Update 6/27/14: As mentioned in my earlier update, the culprit now clearly seems to be myotonic dystrophy which also originates in the brain and affects the respiratory system and other autonomic functions (heart rate, wake/sleep cycle, etc.) Some research suggests the disease may also affect processes in the brain stem. I was sure whatever it was related to my shortness of breath and sleep problems, and research attributes these problems in myotonic dystrophites to muscle weakness in the diaphragm, weak cough due to smooth muscle weakness leading to fluids accumulating in the airways, leading then to hypoperfusion (lack of oxygen in the blood) through alveolars in the lungs filling with fluid, leading to hypercapnia (too much carbon dioxide in the blood, which I was shown to have when my job called an ambulance one day when I was having breathing troubles), which leads to--Guess what?  Polycythemia.  When the blood lacks oxygen, the body starts pumping out red blood cells, those little oxygen carriers.
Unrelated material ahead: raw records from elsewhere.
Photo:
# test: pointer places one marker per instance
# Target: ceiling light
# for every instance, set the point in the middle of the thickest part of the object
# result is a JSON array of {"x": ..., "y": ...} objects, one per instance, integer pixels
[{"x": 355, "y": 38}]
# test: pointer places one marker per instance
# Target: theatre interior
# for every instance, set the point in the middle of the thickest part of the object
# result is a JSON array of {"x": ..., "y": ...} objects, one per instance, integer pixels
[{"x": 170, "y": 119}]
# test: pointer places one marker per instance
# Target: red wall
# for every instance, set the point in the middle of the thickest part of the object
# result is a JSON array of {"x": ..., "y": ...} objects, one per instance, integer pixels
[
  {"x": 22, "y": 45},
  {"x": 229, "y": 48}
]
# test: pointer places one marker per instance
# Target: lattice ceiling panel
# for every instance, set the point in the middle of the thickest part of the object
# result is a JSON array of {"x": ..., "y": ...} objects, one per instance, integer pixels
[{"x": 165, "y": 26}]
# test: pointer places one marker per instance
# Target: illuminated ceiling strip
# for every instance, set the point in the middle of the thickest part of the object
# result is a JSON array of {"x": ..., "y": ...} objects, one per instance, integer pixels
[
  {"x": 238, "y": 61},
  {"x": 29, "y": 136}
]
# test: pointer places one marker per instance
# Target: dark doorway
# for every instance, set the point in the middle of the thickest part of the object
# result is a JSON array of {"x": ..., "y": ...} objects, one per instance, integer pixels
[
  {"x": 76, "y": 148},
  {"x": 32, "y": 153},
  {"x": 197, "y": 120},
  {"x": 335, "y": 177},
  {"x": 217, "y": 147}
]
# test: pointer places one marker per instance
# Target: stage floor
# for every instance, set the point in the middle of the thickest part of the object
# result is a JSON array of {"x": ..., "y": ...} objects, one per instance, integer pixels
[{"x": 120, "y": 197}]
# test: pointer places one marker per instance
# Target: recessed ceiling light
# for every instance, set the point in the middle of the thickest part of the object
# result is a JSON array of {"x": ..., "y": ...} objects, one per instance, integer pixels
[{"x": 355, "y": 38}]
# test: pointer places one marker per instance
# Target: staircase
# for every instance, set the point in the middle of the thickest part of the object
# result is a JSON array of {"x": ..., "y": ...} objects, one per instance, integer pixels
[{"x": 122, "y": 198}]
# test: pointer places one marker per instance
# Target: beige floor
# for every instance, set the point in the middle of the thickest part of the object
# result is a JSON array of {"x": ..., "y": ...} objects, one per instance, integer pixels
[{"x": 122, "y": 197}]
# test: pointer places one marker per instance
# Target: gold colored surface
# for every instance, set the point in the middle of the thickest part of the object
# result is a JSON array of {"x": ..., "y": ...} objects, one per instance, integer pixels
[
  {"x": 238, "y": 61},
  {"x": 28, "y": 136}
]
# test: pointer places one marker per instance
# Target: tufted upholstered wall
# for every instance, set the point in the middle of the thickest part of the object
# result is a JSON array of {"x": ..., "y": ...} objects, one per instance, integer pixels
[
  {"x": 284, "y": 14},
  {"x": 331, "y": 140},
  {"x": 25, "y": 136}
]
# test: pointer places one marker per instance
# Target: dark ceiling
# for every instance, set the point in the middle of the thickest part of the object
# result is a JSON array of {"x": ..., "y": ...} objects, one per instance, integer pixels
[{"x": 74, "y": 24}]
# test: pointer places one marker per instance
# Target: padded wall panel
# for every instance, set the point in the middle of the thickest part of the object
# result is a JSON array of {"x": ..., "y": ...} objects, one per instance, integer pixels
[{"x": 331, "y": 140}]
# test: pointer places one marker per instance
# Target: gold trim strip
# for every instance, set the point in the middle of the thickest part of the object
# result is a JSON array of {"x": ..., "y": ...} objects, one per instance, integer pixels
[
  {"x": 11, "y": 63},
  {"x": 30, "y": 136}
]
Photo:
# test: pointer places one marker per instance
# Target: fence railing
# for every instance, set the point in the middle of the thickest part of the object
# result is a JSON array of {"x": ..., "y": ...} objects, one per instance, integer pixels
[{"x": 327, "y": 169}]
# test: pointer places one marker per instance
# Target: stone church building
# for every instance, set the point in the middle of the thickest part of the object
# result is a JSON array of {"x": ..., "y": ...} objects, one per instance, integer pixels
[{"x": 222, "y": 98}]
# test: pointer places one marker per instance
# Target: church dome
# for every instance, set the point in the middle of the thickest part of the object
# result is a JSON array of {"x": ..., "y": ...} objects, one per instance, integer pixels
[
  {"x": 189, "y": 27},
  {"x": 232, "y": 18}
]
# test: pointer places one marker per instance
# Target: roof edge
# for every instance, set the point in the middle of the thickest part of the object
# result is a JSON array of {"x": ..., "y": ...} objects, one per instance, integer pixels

Which, at the end of a diagnostic maze lasting most of my adult life, are all common in persons with myotonic dystrophy. And I had to figure it out myself and more or less beg my skeptical primary care provider for a referral to a neurologist, and she even put "PR" on said referral, which must have meant "Patient Request." 

So, you see, knowing how to do medical research (literature, I mean, not laboratory) is a skill that just might save your life, or at least help you step off the diagnostic roller-coaster at last. Knowing how to research the medical literature, however, is not the same as doing a Google search for a health condition. As I said earlier, it's taken me a lifetime to figure this out, and I am a Master's prepared medical librarian, a dying breed in these days of cookie-cutter medicine a la UpToDate--a wonderful tool, don't get me wrong, but not the end all and be all. Hell, if one of my doctors would just read UpToDate on my symptoms, they'd eventually come to myotonic dystrophy--but that's not how I found it. Someday I'll have to develop a course on doing your own medical research and put it on YouTube.

At this point, I guess the question is somewhat moot.  If I'm in heart and kidney failure, I don't think I'm gonna be around for too terribly much longer.  The damage has been done.  My heart is sort of just sitting there in the back, refusing to pull its weight.

Slacker.

Guess that explains why I'm so tired all the time and sometimes sleep for 17, 20, 24 hours at a time--that lazy heart is just plumb exhausted.

But, hey, my fiance and I learned early on that we both loved the Steve Earle song "Fearless Heart," and I've always had one of those.  So maybe this isn't a death sentence.  And, as Dick so lovingly informed me when I told him, "We're all dying."

He's right, of course.  Just another typical day.

__________________

Oh, my gosh, Steve Earle is so amazing and so cute ("hot," I suppose, is today's parlance)--do yourself a favor and clock on the link for the song and then just spend some time YouTubing Steve Earle. It'll be well worth your time! His first album (and all his albums) is one of the best of any kind ever made--WHAT a songwriter, singer, and human being, even if he apparently can be obnoxious. I hope he's still sober and happy with his new wife and baby--of course, that baby is probably 15 by now. the way time is flying!